The biggest impediment, however, might be fear. “For many women, the thought of a bowel movement after delivery is downright scary,” says Kelly Hayes, vice-president of the Midwives Association of British Columbia. Fear of popping stitches may cause moms to ignore their bodies’ cues and withhold stool, making constipation worse. Hayes notes, however, that in 10 years as a midwife, she’s never seen torn stitches due to a bowel movement.

When the going gets tough
Top treatment options, according to Herer and Hayes, include drinking tons of water (aim for a minimum eight glasses per day, especially if you’re breastfeeding), eating a healthy diet, loading up on prunes and prune juice, and avoiding processed foods.

If those don’t do the trick within a few days, a stool softener (often provided by your doctor or midwife at discharge) or a laxative can help, but not all are safe postpartum, so check with your healthcare provider first. Hayes suggests putting counter-pressure on the perineum (the area between your vagina and anus) with a clean cloth or gauze, or pressing a pillow gently against your C-section incision for increased comfort during bowel movements. Using a sitz bath two or three times a day will help keep the perineum clean and speed healing. For some, weaning off pain meds naturally leads to constipation relief, but if iron supplements are the culprit, you may need to try a different dosage or formulation, or try to get iron naturally. And get walking. “Movement encourages, um…movement,” says Hayes.

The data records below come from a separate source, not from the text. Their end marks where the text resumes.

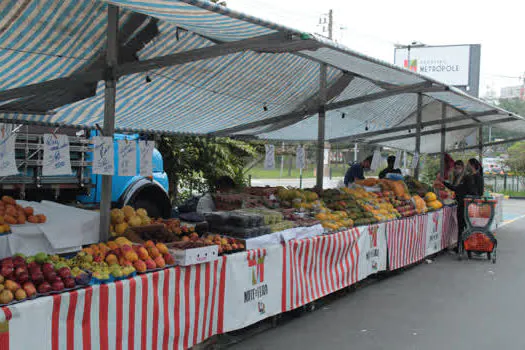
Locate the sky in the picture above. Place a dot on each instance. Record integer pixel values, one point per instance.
(373, 27)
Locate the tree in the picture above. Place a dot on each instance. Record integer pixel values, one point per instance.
(194, 163)
(516, 160)
(514, 106)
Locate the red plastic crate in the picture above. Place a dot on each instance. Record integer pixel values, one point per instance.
(478, 242)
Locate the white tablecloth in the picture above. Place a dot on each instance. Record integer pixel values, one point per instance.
(66, 230)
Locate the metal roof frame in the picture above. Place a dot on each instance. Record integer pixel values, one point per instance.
(437, 131)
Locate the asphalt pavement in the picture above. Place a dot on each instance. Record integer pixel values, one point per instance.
(447, 304)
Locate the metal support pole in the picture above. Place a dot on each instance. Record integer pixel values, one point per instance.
(321, 127)
(480, 137)
(418, 132)
(443, 139)
(109, 115)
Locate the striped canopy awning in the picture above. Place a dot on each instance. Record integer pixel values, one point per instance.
(190, 66)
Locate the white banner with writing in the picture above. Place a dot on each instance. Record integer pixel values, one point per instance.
(146, 157)
(103, 156)
(56, 155)
(372, 250)
(300, 158)
(415, 161)
(269, 159)
(7, 151)
(254, 288)
(127, 158)
(434, 232)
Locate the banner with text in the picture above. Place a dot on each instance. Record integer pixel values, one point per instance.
(254, 287)
(103, 156)
(372, 250)
(315, 267)
(7, 151)
(406, 241)
(434, 232)
(56, 155)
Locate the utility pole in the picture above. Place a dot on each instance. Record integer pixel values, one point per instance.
(327, 28)
(330, 24)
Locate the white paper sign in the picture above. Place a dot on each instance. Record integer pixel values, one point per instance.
(256, 288)
(269, 160)
(372, 250)
(56, 155)
(7, 151)
(103, 156)
(415, 161)
(146, 157)
(300, 158)
(376, 160)
(127, 158)
(434, 232)
(397, 163)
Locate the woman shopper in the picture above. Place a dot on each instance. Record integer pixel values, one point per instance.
(471, 184)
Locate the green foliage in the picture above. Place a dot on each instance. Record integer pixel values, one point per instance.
(194, 163)
(516, 159)
(514, 106)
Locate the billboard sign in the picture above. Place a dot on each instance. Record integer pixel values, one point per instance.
(448, 64)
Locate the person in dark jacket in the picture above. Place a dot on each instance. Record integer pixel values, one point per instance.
(472, 184)
(357, 171)
(391, 160)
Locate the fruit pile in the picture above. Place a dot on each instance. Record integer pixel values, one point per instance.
(335, 220)
(121, 257)
(22, 278)
(12, 213)
(432, 202)
(405, 208)
(299, 199)
(300, 220)
(226, 245)
(174, 226)
(126, 217)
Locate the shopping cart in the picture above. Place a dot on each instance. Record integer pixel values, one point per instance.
(478, 237)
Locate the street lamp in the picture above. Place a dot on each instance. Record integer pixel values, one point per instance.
(413, 44)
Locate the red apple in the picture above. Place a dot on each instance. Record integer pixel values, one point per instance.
(8, 261)
(50, 276)
(19, 261)
(20, 270)
(47, 267)
(37, 277)
(33, 265)
(44, 288)
(57, 286)
(69, 282)
(23, 278)
(29, 289)
(34, 269)
(6, 271)
(64, 272)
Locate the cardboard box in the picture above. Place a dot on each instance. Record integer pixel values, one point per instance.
(193, 256)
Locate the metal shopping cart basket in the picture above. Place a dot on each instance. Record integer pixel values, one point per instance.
(478, 237)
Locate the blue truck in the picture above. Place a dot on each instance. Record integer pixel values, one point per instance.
(83, 188)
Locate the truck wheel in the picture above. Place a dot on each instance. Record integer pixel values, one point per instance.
(153, 210)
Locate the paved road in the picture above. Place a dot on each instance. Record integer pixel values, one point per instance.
(449, 304)
(307, 183)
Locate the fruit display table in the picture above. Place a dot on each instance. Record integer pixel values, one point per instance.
(65, 230)
(179, 307)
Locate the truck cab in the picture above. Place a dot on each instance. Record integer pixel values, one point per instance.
(83, 187)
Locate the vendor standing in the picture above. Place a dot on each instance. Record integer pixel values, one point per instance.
(391, 160)
(357, 171)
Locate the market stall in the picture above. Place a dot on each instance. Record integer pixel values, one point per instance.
(181, 306)
(132, 289)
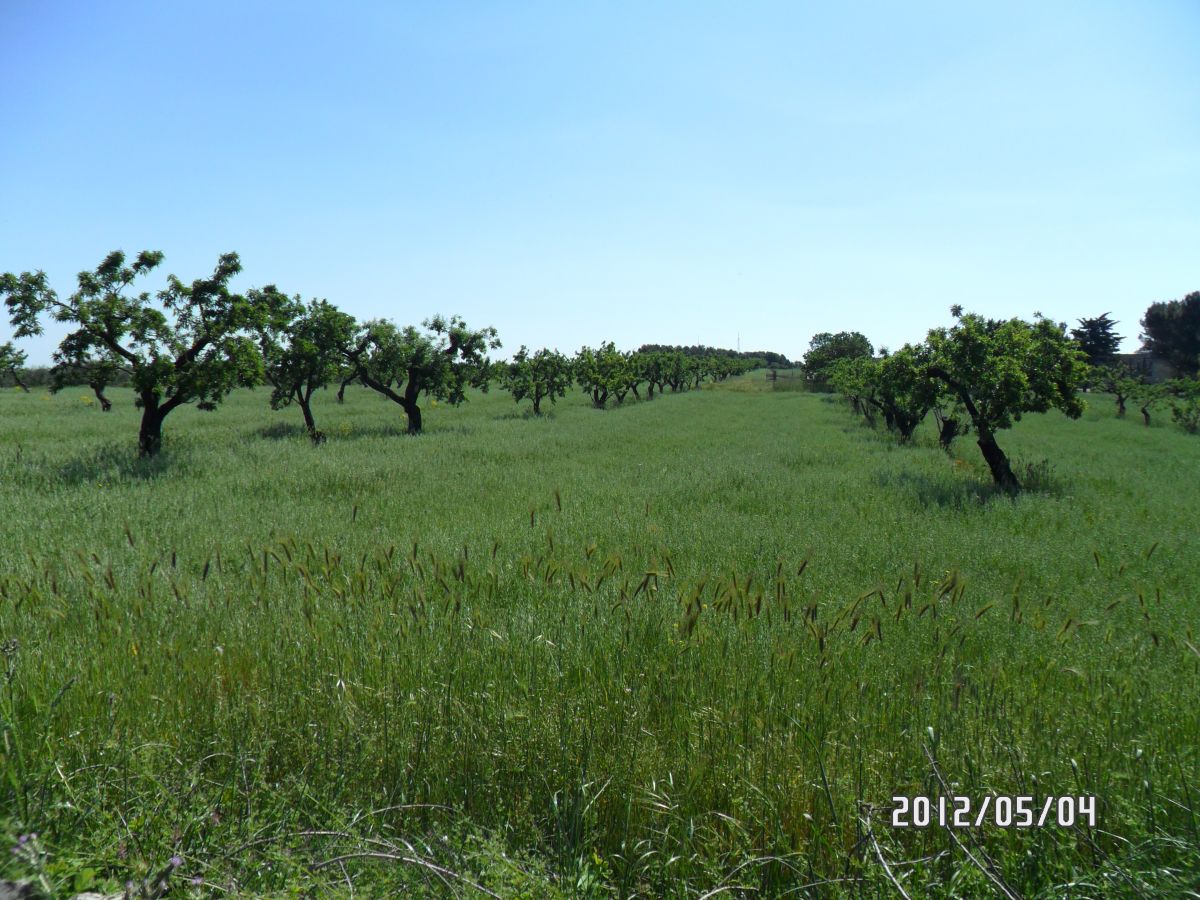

For Fisher, it took more than two weeks of trips to the ER, calls to her family doctor, a visit from a public health nurse and, eventually, a follow-up with her obstetrician to get the care she needed to break the vicious cycle of constipation and the effect of straining on the infected tear. Though the experience is part of the reason Fisher has been hesitant about having another baby, ultimately, she’s made peace with it. “Of all the things that could have gone wrong, it pales in comparison,” she says. “We’re all fine, we’re all healthy, and it was totally worth it.”

* name has been changed

EXPERT TIP: Iron supplements, while necessary for some women after delivery, can make constipation worse. To wean off them, start adding iron into your diet naturally. Sources of iron include dark, leafy greens, beef, tofu, chickpeas, beans, pumpkin seeds and fortified grains. Kelly Hayes, vice-president of the Midwives Association of BC, also recommends nettle-leaf tea.